It is important to have a security policy that fits your threat level, and the
engagement of your employees. You can expect from an upper management person
that he has a fast lock screen and an encrypted disk and a tight firewall on
his laptop. In those conditions it makes absolute sense to recommend a
password manager, preferably with a hardware security key. That's a fully
decked-out APT resistant upper management guy or sysadmin. This is also the
sort of target that would be the subject of a 'pizza girl' covert operative,
so yes having passwords on post-its would be horrible.

But that's not the type most likely got Nvidia. The other 50.000 employees is
what is getting our big corporations in trouble. A poorly secured Windows
laptop with out of date software, and no control on third party applications,
that's a terrible place for a password manager. How easy is it to write a tool
that extracts passwords from the manager if your tool got sysadmin rights by
posing as a Java plugin installer, or a cracked video game?

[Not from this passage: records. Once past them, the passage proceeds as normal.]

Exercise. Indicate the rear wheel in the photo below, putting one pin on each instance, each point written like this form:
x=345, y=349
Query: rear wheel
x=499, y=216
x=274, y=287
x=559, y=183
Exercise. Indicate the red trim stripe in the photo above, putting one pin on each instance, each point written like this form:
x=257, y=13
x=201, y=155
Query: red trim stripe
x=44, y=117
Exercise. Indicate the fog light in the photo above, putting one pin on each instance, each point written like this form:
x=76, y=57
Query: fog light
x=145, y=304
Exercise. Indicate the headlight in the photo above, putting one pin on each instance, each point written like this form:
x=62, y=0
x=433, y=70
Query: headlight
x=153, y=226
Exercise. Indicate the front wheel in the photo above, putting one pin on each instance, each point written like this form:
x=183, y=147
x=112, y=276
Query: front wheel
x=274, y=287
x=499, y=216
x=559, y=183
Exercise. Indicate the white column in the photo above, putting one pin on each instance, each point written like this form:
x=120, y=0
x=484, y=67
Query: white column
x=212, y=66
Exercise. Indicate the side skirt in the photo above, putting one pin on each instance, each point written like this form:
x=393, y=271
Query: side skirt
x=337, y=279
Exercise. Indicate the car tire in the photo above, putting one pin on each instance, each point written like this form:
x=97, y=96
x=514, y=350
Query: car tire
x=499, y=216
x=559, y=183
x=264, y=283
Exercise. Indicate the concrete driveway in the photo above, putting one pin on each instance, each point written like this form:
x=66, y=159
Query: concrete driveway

The sort of hacker that targets those employees is not necessarily an APT,
more likely as mentioned before the passwords of these employees were gotten
from big fly-by password leaks like the PSN hack. This sort of hacker wouldn't
even look at your physical security, they don't care about your physical
security, they're likely across an ocean from you, and likely wouldn't even
drive by your office if it was in the same town as they are.

The game is seggregating your security levels, and minimizing attack surface
where possible. Standardizing a password manager across 50.000 low-tech
employees sounds like a bad idea to me.